ATI, consapevole di questo gap, ha cercato di rimediare a questo problema, migliorando altri aspetti, e in alcune situazioni effettivamente la Radeon 9000 Pro supera la concorrenza, ma questo non accade sempre anche se è bene ribadire che l’intenzione di ATI con la Radeon 9000 non era quello di sconfiggere Nvidia, ma solo di proporre un prodotto che nel rapporto prezzo/prestazioni si collocasse ad un livello superiore, e questo scopo viene raggiunto dalle nuove ATI.

La società  Canadese, ad esempio, ha migliorato nelle Radeon 9000 il supporto per la decodifica del DVD e aggiunto una nuova tecnologia, mutuata dal pixel shader delle Radeon 9700, e denominata Fullstream. Il suo compito è quello di produrre una sorta di effetto antialiasing nei filmati in streaming eliminando l’aspetto “blocchettoso” che alcuni di essi presentano. Al momento solo Real supporta questa caratteristica, ma in futuro si può pensare che anche QuickTime possa beneficiare di essa.

Detto degli aspetti generali resta da stabilire che cosa l’adozione della scheda Radeon 9000 Pro significa per gli utenti Mac.

Coloro che sono preoccupati per un non sufficiente balzo in avanti delle prestazioni o, addirittura, per salto all’indietro, dovrebbero però essere rassicurati dal fatto che Apple fino a ieri utilizzava nei suoi G4 una GeForce 4 MX 440, un modello di fascia media che produceva 1.1 miliardi di Texels/Sec; 34 Milioni di triangoli con 6.4GB/Sec di banda.
Le nuove Radeon producono sempre 1.1 miliardi di texels al secondo, ma sono superiori in fatto di triangoli al secondo di banda (che è di 8,8 GB a secondo).

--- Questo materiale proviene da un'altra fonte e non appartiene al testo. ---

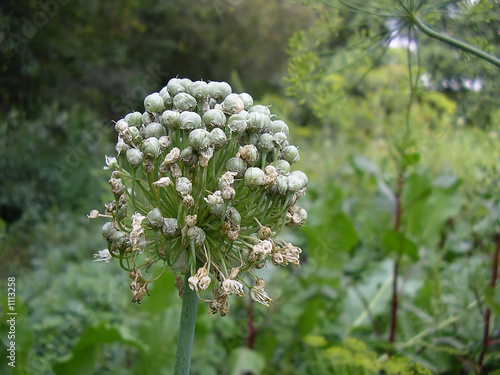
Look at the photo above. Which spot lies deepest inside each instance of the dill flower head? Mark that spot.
(202, 183)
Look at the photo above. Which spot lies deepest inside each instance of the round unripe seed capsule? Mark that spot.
(233, 104)
(134, 157)
(233, 216)
(154, 103)
(155, 218)
(282, 167)
(214, 118)
(266, 142)
(199, 139)
(279, 126)
(151, 147)
(254, 177)
(189, 121)
(170, 227)
(294, 183)
(247, 100)
(155, 130)
(170, 119)
(258, 121)
(291, 154)
(134, 118)
(167, 99)
(184, 102)
(302, 176)
(218, 138)
(237, 123)
(183, 185)
(236, 165)
(108, 230)
(198, 90)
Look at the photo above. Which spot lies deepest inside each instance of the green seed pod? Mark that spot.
(155, 218)
(291, 154)
(170, 227)
(250, 154)
(280, 186)
(266, 142)
(214, 118)
(151, 147)
(135, 134)
(294, 183)
(248, 138)
(218, 138)
(155, 130)
(281, 139)
(233, 216)
(167, 99)
(183, 185)
(237, 123)
(261, 109)
(148, 117)
(247, 100)
(120, 240)
(188, 156)
(154, 103)
(108, 230)
(199, 139)
(134, 118)
(258, 121)
(254, 177)
(189, 121)
(282, 167)
(165, 141)
(121, 126)
(198, 90)
(233, 104)
(218, 90)
(134, 157)
(184, 102)
(302, 176)
(170, 119)
(178, 85)
(237, 165)
(121, 147)
(117, 187)
(279, 126)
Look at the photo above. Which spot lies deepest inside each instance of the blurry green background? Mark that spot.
(70, 68)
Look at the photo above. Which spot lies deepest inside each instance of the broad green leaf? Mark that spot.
(395, 242)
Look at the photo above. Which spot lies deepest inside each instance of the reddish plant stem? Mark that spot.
(397, 224)
(487, 313)
(250, 325)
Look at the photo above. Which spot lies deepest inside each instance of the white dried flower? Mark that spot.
(215, 198)
(111, 163)
(193, 283)
(258, 294)
(103, 255)
(163, 182)
(230, 286)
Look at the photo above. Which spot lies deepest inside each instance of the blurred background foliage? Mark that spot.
(417, 189)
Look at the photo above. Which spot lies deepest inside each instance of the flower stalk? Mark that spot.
(186, 329)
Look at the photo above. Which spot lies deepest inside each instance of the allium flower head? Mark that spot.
(202, 176)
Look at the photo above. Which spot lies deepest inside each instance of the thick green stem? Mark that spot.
(430, 32)
(186, 330)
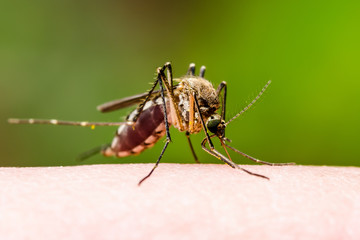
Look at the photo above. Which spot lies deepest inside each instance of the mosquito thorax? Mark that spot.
(216, 125)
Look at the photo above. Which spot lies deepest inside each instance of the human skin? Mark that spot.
(179, 201)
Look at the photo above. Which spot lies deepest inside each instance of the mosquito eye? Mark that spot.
(213, 124)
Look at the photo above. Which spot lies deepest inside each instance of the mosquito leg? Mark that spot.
(191, 147)
(227, 161)
(203, 122)
(202, 71)
(191, 70)
(170, 92)
(168, 138)
(222, 85)
(257, 160)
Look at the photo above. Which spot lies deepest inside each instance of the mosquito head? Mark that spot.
(216, 125)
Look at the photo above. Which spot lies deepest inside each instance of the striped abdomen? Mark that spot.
(148, 129)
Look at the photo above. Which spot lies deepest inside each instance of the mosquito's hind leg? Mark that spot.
(191, 147)
(257, 160)
(168, 138)
(215, 153)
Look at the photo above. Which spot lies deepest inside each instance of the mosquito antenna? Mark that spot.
(68, 123)
(250, 104)
(85, 155)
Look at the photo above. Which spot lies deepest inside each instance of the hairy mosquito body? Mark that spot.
(190, 106)
(149, 127)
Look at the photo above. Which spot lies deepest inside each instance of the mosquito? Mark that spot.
(191, 105)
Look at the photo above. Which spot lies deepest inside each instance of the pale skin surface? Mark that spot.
(180, 201)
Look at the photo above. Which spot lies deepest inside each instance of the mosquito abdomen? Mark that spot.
(132, 140)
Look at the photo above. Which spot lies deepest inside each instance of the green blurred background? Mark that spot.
(60, 59)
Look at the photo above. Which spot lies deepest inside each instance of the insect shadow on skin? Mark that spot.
(191, 105)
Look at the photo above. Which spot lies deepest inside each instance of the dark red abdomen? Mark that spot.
(148, 129)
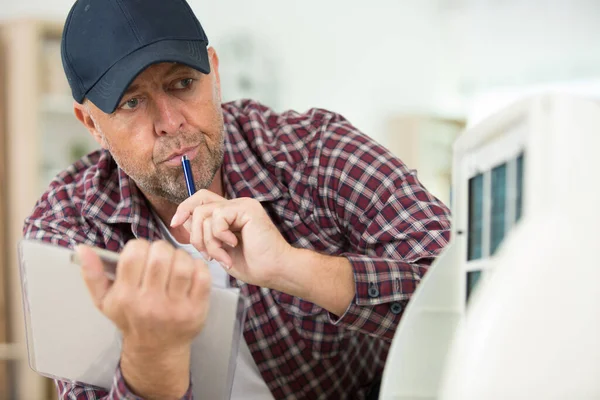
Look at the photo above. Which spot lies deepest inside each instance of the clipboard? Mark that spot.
(69, 339)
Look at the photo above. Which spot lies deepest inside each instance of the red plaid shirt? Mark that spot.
(328, 188)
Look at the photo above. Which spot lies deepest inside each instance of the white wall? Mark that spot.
(362, 59)
(369, 60)
(510, 48)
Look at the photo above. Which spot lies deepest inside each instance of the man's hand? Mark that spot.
(238, 233)
(159, 301)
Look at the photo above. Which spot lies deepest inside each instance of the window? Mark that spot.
(498, 195)
(519, 201)
(475, 242)
(472, 280)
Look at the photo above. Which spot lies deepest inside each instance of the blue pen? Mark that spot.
(189, 178)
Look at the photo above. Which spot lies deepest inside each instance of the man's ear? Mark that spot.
(214, 66)
(82, 113)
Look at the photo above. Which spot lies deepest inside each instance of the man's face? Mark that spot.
(169, 110)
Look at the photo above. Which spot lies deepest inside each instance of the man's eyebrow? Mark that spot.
(176, 68)
(130, 89)
(171, 71)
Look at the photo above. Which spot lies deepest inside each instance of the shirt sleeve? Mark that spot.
(394, 227)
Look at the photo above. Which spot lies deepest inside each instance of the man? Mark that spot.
(324, 231)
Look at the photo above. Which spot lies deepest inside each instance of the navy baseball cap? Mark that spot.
(107, 43)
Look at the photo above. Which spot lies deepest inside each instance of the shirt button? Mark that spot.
(396, 308)
(373, 291)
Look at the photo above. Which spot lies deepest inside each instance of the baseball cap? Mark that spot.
(107, 43)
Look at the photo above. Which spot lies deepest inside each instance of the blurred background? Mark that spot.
(410, 74)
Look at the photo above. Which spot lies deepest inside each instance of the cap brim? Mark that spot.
(108, 91)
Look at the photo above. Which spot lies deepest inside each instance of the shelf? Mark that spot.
(56, 104)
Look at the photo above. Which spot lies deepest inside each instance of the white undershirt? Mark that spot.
(248, 384)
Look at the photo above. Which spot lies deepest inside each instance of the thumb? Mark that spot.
(92, 271)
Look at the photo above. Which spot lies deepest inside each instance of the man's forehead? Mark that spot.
(159, 70)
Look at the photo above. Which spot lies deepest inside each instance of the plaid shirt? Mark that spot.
(328, 188)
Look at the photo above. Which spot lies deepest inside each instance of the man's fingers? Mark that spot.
(222, 219)
(156, 274)
(197, 231)
(214, 247)
(93, 274)
(201, 281)
(132, 261)
(187, 207)
(181, 276)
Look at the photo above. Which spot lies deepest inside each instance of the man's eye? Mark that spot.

In aggiunta a questo va detto che i raffronti svolti da numerosi siti che si trovano in rete e che dimostrano come la Radeon 9000 Pro non sia veloce come le GeForce 4 MX, utilizzano per il testa a testa il modello 460 di Nvidia, superiore a quello usato attualemente da Apple.

Il risultato è che la Radeon 9000 Pro garantiranno un salto di qualità  in fatto di prestazioni se paragonate alle GeForce 4 MX dei vecchi G4.

D’altra parte di deve anche dire che anche se la Radeon 9000 non è al momento la più veloce delle schede sul mercato, è sicuramente quella che nella fascia entry level usata da sempre da Apple per le sue macchine rappresentava l’unica scelta possibile.

Cupertino non poteva upgradare i suoi Mac alla GeForce 4 MX 460, che sarebbe risultata una scelta poco comprensibile per gli utenti, né poteva collocare schede di fascia alta come le GeForce 4 Ti o le Radeon 9700 (che per giunta non sono ancora disponibili). In vista ci sono, è vero, una Radeon 9500 (che avrà  il processore RV300 della Radeon 9700) e una nuova GeForce (basata sul processore NV18), ma si tratta di prodotti che devono ancora vedere la luce.